Even Jimmy Carter, a personage who comes under much derision from this particular blog, comes out on the right side in support of GWB’s approval of this purchase. Although Carter might waffle out of his current stance, given his track record.
When I worked in the Middle East, recycling petrodollars was the order of business. Now, as the US comes under more dependence from this region’s oil supplies, we are supposed to reject doing business with our allies in the troubled region. Smacks of Arab-bashing. The always hypocritical Democrats, ever indignant about ethnic or racial profiling, toss their objections to stereotyping aside to wax indignant about the purchase. No surprise there.
But free-marketers like Frist and Hastert should know better. Gutter politics does make strange bedfellows again and again, as when Bill Frist, Hillary Clinton, Hastert and Schumer all are under the covers together in this fight.

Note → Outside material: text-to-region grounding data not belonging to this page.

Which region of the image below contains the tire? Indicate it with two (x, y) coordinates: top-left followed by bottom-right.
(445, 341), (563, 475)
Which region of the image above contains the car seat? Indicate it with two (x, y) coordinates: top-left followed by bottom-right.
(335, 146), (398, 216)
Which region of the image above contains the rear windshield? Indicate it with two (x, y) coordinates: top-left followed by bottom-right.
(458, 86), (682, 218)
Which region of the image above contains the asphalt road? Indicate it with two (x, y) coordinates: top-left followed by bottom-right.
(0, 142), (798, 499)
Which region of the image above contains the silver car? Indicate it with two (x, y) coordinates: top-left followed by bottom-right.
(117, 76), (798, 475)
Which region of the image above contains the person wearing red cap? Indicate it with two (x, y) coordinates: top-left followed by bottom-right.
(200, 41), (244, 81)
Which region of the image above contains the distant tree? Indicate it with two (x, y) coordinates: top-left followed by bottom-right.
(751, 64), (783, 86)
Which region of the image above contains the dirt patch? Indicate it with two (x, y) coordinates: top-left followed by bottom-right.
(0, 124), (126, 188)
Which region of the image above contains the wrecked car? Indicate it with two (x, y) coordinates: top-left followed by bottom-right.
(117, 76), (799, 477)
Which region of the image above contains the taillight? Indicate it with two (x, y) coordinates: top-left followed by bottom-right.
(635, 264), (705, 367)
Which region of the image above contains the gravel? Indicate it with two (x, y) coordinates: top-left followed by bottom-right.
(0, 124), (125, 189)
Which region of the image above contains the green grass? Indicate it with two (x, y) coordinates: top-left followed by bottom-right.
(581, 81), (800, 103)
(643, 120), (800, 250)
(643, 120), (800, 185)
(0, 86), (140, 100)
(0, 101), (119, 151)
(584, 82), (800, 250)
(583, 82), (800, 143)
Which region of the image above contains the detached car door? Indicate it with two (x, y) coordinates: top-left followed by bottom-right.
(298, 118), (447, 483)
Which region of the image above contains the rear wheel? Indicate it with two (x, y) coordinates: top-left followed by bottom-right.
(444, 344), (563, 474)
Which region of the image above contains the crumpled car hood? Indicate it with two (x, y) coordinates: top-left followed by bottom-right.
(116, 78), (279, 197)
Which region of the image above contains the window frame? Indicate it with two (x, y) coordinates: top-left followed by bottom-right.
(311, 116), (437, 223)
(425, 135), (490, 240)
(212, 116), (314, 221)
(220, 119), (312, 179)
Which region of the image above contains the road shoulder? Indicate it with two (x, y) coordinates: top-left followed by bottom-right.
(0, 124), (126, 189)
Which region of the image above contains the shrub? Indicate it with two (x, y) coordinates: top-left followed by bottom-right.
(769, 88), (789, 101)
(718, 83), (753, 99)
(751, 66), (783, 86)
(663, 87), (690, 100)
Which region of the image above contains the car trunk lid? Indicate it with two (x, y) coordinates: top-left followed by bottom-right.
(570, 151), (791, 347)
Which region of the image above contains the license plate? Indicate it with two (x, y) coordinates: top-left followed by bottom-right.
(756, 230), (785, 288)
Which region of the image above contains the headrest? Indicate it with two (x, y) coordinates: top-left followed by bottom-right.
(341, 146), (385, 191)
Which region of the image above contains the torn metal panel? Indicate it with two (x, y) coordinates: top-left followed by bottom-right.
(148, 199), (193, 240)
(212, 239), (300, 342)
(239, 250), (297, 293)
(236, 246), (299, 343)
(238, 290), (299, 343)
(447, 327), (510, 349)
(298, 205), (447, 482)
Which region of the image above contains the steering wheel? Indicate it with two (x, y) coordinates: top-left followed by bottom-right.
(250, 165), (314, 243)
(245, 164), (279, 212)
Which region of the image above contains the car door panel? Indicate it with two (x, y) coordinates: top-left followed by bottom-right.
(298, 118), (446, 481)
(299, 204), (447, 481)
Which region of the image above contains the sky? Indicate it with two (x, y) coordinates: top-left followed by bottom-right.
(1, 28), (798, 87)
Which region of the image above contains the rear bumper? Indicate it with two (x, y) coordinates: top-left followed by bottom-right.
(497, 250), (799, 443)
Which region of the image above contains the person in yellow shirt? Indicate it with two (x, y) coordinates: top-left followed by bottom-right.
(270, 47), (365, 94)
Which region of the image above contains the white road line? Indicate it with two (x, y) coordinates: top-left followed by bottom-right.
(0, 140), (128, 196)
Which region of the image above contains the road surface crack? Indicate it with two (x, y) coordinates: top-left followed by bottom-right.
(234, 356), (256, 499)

The always-wrong New York Times disgraces itself by taking numerous cheap shots at Bush for having cabinet members with ties to big business. This would sit better if the NYT had not heretofore consistently labeled GWB some sort of obsessive madman on security issues. But the NYT has for a long while now been unmoored from all pretense of journalistic consistency and editorial integrity.
The WSJ lets loose on both mugwump Republicans and Dems, but especially Dems!
As for the Democrats, we suppose this is a two-fer: They have a rare opportunity to get to the right of the GOP on national security, and they can play to their union, anti-foreign investment base as well. At a news conference in front of New York harbor, Senator Chuck Schumer said allowing the Arab company to manage ports "is a homeland security accident waiting to happen." Hillary Clinton is also along for this political ride.
So the same Democrats who lecture that the war on terror is really a battle for "hearts and minds" now apparently favor bald discrimination against even friendly Arabs investing in the U.S.? Guantanamo must be closed because it's terrible PR, wiretapping al Qaeda in the U.S. is illegal, and the U.S. needs to withdraw from Iraq, but these Democratic superhawks simply will not allow Arabs to be put in charge of American longshoremen. That's all sure to play well on al Jazeera.
Actually, the NYT did have one suggestion which could damp down the silliness and political posturing. The CFIU department in Treasury has a 1993 amendment calling for an extra 45 day extension on inquiries if the foreign investment is by a "foreign government," which is the case in this transaction.
How about a time-out so that a more sane and balanced dialogue can take place?